The base HTML however is semantic, so can (and possibly should) be used in any situation where you have a thumbnail and a caption.

Sure, if I had sufficient control over it for that to be feasible. But MediaWiki has so much dark magic surrounding images that interferes between our use case and the output, that we can't go that route. Add in p-wrapping and "stuff that can appear in captions but will break the MediaWiki image syntax"… Get me a Lua lib that lets me manipulate the relevant parts of the HTML output programatically, without going through the image wikimarkup and parser, and which produces a designed-to-be-overrideable default styling and I'm there in a heart beat. In the mean time that whole figure/figcaption structure will only be used as a really overengineered classic img tag around which we wrap various div type wrappers with little semantics and structure but that give us the styling needed.

I was inspecting the epub, and I noticed that it sets:

style="width:480; height:717; "

I tried changing that to valid units (i.e. add px), and moving them to width/height attributes (without units), and it made no visible difference. The unitless values are spit out from MW (because CSS units aren't valid in HTML width/height attributes), so the bug there seems to be that Calibre converts these to inline CSS in the style attribute without also adding the implicit units.
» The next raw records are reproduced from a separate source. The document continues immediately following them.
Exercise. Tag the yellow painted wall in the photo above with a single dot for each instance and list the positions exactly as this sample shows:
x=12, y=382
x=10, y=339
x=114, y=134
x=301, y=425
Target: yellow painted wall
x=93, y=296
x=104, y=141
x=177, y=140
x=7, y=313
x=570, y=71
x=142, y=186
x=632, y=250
Not sure why it touches that at all, but… It doesn't seem to affect this issue though.

Another note, the epub css file includes:

/*
 * Force images to fit in their containers.
 * Specifically, this is to avoid them extending off the page
 */
.content a > img,
.content noscript > img {
  max-width:100% !important;
  height:auto !important
}

But as far as I can tell, the epub doesn't include a .content element, so this css will not apply.

Minerva adds a .content, and I suspect Vector Classic also used to do this before the consolidation last year(ish) during Vector 2022 development. I can find traces of this in some onwiki TemplateStyles. In any case, I have removed it from epub.css on enWS now since it was non-functional in any case.